Write what your heart is crying for.

Write what makes you feel alive.

When I recognised (and gave myself permission to write) the way my heart wanted to write, my authentic voice and flow came to life. Not only was I writing words and stories that I was very proud to share, but I could feel my words resonating on a deeper level. I could feel my stories and the plight of the characters I was writing, down to my bones.

That’s how I recognised that I was home.

That’s how I understood I was writing what I knew.

Maybe you are a more logical writer/musician/artist who plans everything and is allergic to the word heart. That is okay. I believe it’s still the same drive that moves us forward on the creative path. The need to express our authentic selves. It’s the key, I think, to creating at our highest human potential; harnessing our creative energy and letting it flow through us, unrestricted. For many of us, though, that word unrestricted is a constant source of angst.

In my case, I needed to overcome my fears of being different from those in my culture who didn’t live the way I did. Empathically. Whole heartedly. With love. Emotion is not a value easily digested in the culture I grew up in, and so the battle I was facing when it came to expressing my authentic creativity was one of not belonging.

Your battle may be different. I’d Imagine it is, actually (we’re all so delightfully different, us human folk.)

The thing is this: it all leads back to the same place. The need to express the truth of who we are, regardless of who may disagree or misunderstand our way of writing ourselves into the world.

Write what you know, is how it’s always been.

Write who you are, is what I would say.

Re-create who you are. Turn you into art.

Photo by Karolina Grabowska on
Posted in Tips For Writers

Breathing it to Life

Creating is no different to breathing.

The problem is, though, the human mind tends to overcomplicate things, by thinking. We don’t think about breathing, we just breathe. As a result, life happens and how beautiful it is to see the absolute loveliness of all that comes from even a single breath.

When I was a young song writer, I wondered about this ‘thinking’ thing. It frustrated me, because it seemed that every time I purposely tried to write a song, nothing would come. And yet every time I allowed creativity to just happen, a song would quite easily (and rather miraculously, I thought) flow into life.

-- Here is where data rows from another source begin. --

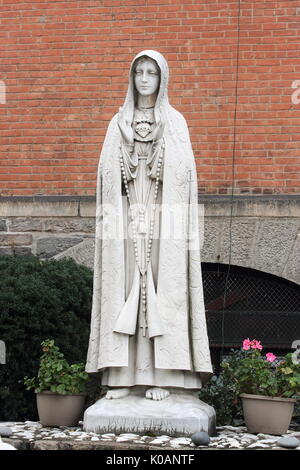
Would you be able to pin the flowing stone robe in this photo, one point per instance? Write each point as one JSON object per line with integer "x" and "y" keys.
{"x": 174, "y": 352}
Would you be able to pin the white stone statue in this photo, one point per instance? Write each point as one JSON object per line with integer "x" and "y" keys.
{"x": 148, "y": 326}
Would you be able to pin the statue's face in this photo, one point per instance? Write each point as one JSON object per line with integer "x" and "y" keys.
{"x": 146, "y": 77}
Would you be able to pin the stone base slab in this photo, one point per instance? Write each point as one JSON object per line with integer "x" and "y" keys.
{"x": 180, "y": 414}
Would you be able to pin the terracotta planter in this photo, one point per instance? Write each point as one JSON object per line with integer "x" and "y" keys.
{"x": 59, "y": 410}
{"x": 269, "y": 415}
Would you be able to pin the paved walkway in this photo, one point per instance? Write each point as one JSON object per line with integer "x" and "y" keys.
{"x": 32, "y": 435}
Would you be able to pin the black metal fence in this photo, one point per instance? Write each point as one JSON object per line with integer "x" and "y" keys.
{"x": 245, "y": 303}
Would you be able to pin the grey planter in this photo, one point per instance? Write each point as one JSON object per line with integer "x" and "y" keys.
{"x": 268, "y": 415}
{"x": 60, "y": 410}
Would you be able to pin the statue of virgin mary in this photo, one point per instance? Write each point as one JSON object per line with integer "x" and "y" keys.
{"x": 148, "y": 326}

I remember speaking to friends of their creative frustrations. How was I so easily able to harness the invisible threads the music seemed to be offering me, while they struggled to capture the elusive notes they intuitively felt within? All I could tell them was: ‘You’re thinking too much. You cannot think music to life. It is already alive. You just need to breathe it out.’

Easier said than done, I know, and still there are times where I try to write and come up with absolute crickets. It’s usually because my energy is either blocked (I’ll go into this topic in future posts) or I want it too much (this inevitably leads me to think my creative baby to life. Which, I’ve already learned, will never work for me.)

Since my early writing years, I’ve learned a great deal about my creative process. I’ve learned that thinking does come into it, eventually, but this thinking comes in at the back end of the creative process, beautifully structuring the organic material the flow of creativity has already given me. Writers call this: the editing stage, and this is where learning and education can come in handy for writers—think of technique as the tools in the clay-makers tool-box, and your natural creative ingredients as the clay.

The initial flow of raw creativity must be allowed to flow entirely, first, though, and I really do feel that this is where we get in our own way.

Can you step aside long enough to allow your creative breath to birth something beautiful? I’m quite sure you can. Breathe. Relax your entire body. Then disappear. I assure you, it is entirely safe.

And at the end of it all…you will have made the most beautiful kind of magic.

Art. Song. Language. All of it laced in the very essence of you.

So much love, and best of luck on the creative adventure you know is calling your name.